- Born: Bayelsa State, Nigeria
- Education: RSUST King's College London
- Occupation: Lawyer
- Office: President, CLA
- Term: 2011–2013

= Boma Ozobia =

Nigerian lawyer

Boma Ozobia OON is a founding Partner of Sterling Partnership, Nigeria. She was also former President of the Commonwealth Lawyers Association (2011-2013), the first woman President in the history of the association.

==Early life and education==
Boma is from Bayelsa State, Nigeria. She had her secondary school education at Federal Government Girls' College, Abuloma, Rivers State. Thereafter, she attended the Rivers State University where she graduated with a LLB and went for her LLM in King's College London.

==Career==
Boma Ozobia was the Vice President of the Commonwealth Lawyers Association from 2009 to 2011 and became the President from 2011 to 2013.
Before then, she was the chairperson, Association of Women Solicitors England and Wales (2005/2006); chair, NBA Section on Legal Practice Professional Development Committee. She is the founder and Senior partner of Sterling Partnership.
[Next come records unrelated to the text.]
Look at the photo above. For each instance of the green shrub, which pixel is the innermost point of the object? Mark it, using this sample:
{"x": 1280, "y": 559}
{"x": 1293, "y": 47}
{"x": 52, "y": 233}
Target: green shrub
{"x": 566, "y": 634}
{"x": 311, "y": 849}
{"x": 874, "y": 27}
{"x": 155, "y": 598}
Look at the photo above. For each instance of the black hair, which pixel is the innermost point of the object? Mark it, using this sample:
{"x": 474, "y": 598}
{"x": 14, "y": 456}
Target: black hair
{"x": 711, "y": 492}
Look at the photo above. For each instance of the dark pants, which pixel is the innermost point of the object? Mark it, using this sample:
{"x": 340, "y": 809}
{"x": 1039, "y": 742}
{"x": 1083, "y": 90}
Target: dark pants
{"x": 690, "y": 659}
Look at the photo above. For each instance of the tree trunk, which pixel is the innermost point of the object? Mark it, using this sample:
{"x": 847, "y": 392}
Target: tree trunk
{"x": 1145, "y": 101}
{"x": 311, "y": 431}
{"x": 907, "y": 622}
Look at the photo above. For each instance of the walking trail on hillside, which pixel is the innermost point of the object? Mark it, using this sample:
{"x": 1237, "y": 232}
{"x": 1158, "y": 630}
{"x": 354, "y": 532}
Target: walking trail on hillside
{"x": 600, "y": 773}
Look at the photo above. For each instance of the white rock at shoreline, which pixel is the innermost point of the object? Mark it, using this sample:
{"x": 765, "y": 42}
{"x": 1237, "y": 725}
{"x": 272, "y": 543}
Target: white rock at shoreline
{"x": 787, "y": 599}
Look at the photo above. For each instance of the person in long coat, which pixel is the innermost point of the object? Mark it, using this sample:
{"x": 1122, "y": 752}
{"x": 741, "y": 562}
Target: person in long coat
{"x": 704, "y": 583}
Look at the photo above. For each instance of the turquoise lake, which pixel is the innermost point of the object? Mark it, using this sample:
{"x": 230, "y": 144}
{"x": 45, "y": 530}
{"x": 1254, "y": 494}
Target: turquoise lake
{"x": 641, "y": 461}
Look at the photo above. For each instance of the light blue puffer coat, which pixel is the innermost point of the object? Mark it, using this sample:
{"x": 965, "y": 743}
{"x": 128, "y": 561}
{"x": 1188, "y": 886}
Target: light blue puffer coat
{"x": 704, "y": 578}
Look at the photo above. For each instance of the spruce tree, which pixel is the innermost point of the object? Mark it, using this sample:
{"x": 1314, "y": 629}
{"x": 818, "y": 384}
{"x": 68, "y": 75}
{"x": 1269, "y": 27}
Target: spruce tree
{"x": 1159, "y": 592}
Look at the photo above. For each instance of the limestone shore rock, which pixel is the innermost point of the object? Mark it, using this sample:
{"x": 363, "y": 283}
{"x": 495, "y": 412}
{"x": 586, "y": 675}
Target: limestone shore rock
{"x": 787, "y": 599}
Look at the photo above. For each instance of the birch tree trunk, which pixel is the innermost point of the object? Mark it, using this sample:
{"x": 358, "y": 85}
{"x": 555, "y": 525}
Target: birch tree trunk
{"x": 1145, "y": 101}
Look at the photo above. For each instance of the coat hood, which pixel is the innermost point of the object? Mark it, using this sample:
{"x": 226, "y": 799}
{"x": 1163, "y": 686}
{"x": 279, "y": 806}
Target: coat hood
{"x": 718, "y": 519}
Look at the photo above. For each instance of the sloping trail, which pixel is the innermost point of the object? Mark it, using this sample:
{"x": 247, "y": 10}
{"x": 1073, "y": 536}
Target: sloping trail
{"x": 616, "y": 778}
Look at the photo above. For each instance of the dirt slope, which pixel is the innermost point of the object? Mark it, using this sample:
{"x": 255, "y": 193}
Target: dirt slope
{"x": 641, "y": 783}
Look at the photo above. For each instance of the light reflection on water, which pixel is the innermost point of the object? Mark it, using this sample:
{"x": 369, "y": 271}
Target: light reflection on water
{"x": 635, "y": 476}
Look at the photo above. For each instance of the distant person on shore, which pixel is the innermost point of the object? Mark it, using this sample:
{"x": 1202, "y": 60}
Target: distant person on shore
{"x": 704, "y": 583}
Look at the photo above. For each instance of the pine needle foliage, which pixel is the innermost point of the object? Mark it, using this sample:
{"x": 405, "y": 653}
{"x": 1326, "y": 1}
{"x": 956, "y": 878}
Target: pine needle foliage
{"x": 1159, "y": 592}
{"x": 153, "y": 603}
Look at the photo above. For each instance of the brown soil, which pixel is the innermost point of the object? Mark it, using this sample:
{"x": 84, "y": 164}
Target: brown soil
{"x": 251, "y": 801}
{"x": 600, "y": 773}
She was also on the Board of Trustees of the Royal Commonwealth Society and was awarded the national honour of an Officer of the Order of the Niger (OON) in September 2014.

==Personal life==
Her father attended the University College Ibadan. Her uncle Ambrose Alagoa was the first indigenous Chief Judge of Rivers State. Another uncle of hers, Justice Stanley Alagoa was also a lawyer who rose to the position of Supreme Court Justice in Nigeria. Her grandfather was also a Magistrate.